In the second half of December, the 2018 Wraith Protocol deadline was repeated numerous times by the developer, marketing team, and people who had personal contact with them. One user in particular, @XVGWhale, met up with Sunerok on the 23rd of December. After meeting with the sole Verge developer, @XVGWhale tweeted that he had seen the Wraith update and that it was ready to be released. These tweets built up the hype around Verge and assured investors that the Wraith Protocol was coming.
On New Year’s Eve, while many waited in anticipation, the clock turned midnight in the confirmed Verge timezone (Eastern Time). At this point, nothing had been heard from anyone on the Verge team regarding the Wraith update. This caused panicked investors to start dumping their Verge coins, thinking the project was a scam. In the minutes following midnight, the price of Verge on Binance plummeted from 1680 Satoshis to 1090 Satoshis. Since this initial drop, the price of Verge has been slowly trending further downwards.
Communication from the Verge team came 10 minutes after their deadline, at 12:10am. In these tweets, the Verge team stated that the new release was almost ready, and that they just needed to fix one small issue. Wraith was finally “released” 6 hours later. The “release”, though, was buggy and only for OSX. The Windows version of the new Wraith wallet was later released 11 hours after the official deadline. Since these releases, 25 new issues have shown up on the project’s Github page; the project was far from “ready” as stated by @XVGWhale.
This is not the first time that the Verge team has missed a deadline; it’s not even the first time they’ve missed a deadline for the Wraith Protocol update. The New Year’s deadline marks the third time that the Verge team has failed to deliver the Wraith Protocol. The previous release date was set in November, where Sunerok had mentioned he was already compiling the beta for Wraith. Oddly enough, even though the beta was ready two months ago, the eventual 2018 release failed to meet expectations.

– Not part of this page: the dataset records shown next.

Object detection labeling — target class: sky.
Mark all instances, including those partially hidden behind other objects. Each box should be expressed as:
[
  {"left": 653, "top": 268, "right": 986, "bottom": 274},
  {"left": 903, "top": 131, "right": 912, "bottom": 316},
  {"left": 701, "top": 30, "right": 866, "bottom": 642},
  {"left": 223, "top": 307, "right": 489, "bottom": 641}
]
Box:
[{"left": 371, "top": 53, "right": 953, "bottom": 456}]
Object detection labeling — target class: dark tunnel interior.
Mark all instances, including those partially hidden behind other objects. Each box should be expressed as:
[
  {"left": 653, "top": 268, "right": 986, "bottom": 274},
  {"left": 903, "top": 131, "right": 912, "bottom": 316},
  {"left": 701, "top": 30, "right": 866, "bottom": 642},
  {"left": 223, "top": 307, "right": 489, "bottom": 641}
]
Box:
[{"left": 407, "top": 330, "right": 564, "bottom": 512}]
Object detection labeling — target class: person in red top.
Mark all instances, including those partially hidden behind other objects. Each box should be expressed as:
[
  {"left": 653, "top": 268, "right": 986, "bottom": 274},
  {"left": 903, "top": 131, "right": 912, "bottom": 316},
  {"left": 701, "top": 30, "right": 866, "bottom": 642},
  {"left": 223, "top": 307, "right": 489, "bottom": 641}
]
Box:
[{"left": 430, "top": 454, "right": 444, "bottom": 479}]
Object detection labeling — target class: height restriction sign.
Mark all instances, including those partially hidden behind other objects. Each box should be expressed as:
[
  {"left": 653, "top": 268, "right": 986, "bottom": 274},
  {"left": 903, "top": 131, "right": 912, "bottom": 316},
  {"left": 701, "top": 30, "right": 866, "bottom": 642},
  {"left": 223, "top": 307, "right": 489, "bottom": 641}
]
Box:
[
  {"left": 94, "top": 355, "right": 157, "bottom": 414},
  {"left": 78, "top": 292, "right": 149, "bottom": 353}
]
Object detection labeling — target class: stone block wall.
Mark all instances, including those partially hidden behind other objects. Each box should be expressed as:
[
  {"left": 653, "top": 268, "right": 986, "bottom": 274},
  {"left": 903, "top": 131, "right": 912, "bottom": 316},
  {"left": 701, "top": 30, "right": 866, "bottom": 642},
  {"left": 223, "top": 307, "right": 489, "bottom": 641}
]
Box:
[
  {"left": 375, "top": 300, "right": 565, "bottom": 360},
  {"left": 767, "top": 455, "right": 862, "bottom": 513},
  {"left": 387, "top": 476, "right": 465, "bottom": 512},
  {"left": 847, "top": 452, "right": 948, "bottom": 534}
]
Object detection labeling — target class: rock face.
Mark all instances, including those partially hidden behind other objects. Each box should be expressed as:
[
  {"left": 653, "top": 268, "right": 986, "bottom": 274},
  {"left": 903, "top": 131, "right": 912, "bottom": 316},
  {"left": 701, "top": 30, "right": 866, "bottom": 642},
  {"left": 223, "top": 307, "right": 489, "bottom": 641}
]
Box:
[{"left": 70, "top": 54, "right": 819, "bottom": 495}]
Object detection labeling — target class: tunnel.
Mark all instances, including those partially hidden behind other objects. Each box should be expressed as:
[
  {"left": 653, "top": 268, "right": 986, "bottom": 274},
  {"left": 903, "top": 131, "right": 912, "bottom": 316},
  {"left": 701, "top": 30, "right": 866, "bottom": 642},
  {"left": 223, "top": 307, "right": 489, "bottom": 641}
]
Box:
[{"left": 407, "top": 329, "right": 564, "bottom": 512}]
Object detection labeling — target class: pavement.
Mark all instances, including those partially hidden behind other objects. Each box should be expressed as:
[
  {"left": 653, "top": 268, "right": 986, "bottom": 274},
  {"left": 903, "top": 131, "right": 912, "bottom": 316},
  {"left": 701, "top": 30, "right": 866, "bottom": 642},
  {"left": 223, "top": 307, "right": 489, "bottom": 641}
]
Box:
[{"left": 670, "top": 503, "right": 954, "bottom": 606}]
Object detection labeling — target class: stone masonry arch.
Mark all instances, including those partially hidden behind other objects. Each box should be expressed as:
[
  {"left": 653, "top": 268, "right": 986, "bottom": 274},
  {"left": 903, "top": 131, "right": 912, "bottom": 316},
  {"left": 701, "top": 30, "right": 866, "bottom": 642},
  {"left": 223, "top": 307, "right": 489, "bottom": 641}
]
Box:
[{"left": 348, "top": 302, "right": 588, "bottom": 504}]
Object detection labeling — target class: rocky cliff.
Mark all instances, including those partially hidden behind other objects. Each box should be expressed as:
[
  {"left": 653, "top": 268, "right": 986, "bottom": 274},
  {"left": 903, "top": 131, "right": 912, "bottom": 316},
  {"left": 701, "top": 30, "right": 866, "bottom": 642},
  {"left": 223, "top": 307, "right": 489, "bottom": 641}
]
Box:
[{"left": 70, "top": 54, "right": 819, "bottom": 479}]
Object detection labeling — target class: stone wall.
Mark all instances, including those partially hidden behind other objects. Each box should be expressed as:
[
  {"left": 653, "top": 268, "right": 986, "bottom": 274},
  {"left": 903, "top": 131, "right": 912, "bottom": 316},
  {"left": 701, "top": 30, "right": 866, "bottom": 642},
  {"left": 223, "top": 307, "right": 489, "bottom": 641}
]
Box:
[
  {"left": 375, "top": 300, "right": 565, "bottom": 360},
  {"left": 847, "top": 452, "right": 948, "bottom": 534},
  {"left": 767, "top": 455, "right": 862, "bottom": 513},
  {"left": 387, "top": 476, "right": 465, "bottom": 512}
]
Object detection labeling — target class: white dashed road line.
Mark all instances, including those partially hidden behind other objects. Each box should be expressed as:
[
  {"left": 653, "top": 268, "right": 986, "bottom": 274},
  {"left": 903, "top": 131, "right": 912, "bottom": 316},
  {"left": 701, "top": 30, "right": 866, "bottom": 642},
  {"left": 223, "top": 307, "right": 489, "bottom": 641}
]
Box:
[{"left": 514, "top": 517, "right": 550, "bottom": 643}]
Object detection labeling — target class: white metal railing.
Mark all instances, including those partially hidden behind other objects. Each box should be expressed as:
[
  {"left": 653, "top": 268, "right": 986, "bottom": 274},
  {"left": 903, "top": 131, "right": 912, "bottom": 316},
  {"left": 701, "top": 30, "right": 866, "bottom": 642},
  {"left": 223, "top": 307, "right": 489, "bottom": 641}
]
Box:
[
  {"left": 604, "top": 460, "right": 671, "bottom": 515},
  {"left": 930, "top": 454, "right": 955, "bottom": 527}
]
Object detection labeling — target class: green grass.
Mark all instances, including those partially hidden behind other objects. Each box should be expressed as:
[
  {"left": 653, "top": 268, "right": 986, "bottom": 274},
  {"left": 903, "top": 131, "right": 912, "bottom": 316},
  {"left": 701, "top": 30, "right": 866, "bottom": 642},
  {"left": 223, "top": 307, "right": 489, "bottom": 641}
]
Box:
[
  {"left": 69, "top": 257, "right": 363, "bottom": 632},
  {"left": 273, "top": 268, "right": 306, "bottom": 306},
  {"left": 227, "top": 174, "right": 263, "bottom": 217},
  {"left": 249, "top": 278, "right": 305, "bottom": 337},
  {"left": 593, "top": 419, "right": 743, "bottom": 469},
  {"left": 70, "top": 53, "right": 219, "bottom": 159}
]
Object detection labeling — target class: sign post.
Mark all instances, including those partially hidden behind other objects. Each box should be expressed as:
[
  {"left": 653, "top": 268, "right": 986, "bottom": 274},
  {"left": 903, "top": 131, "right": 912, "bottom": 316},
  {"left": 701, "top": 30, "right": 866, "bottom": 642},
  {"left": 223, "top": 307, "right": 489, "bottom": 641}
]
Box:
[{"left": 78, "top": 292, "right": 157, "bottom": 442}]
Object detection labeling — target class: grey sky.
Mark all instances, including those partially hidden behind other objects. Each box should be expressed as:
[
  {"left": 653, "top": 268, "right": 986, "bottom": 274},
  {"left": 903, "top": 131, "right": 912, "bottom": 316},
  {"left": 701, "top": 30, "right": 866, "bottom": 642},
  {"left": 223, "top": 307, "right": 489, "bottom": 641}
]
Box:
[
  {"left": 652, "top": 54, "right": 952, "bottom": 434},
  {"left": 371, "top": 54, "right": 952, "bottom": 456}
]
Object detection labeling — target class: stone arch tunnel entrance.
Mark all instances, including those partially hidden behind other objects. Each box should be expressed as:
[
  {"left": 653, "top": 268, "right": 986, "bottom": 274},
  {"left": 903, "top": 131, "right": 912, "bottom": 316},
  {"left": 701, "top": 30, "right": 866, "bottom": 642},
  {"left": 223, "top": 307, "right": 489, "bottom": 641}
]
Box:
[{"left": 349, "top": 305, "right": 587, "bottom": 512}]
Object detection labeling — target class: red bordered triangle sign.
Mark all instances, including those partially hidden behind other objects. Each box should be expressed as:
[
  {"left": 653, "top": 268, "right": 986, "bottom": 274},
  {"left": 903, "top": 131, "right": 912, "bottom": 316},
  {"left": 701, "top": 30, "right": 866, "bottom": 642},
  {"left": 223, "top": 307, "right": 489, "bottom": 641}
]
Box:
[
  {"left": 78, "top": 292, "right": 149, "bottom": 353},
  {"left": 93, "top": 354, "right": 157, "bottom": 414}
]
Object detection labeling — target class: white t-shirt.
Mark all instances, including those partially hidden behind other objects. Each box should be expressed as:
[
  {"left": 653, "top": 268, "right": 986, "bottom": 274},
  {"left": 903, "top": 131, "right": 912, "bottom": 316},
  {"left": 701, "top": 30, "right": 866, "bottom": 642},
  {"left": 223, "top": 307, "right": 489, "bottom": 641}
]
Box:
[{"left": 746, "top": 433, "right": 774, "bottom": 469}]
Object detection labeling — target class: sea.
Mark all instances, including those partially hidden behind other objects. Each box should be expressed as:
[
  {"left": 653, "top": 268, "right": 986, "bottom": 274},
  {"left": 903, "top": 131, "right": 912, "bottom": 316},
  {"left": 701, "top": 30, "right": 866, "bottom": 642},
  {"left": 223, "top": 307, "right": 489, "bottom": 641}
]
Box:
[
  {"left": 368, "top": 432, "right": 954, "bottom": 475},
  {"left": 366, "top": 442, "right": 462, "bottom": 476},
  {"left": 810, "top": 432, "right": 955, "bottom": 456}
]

Even worse for the Verge investors and team, the update didn’t even deliver what it claimed to. Xvg.keff.org is a website which connects to a public Verge node and records the transactions it sees. Being able to access and log transactions is expected, but the problem lies in the IP addresses being shown. Verge has claimed that the Wraith Protocol would make it so that all Verge transactions are routed through the TOR network, hence hiding user IP addresses. The IP addresses shown, though, are not TOR IP addresses – they are the unhidden IPs of users. You can easily check this fact for yourself by visiting a site which collects the IPs of all TOR nodes and comparing the IPs shown. With visible IP addresses, all of the other privacy features of Wraith such as stealth addresses and the private ledger are useless.
Overall, the release of the Wraith Protocol has been a disaster for the entire Verge project. It has exposed the poor planning and subpar communication of the Verge team, and has caused many investors to lose trust. It is definitely telling that many other promising coins, such as TRX, XLM, and XRP have seen significant growth into the new year, while XVG continues to dwindle. If you haven’t already, it may be time to sell off your remaining Verge coins and invest in other up-and-coming coins with more solid development teams.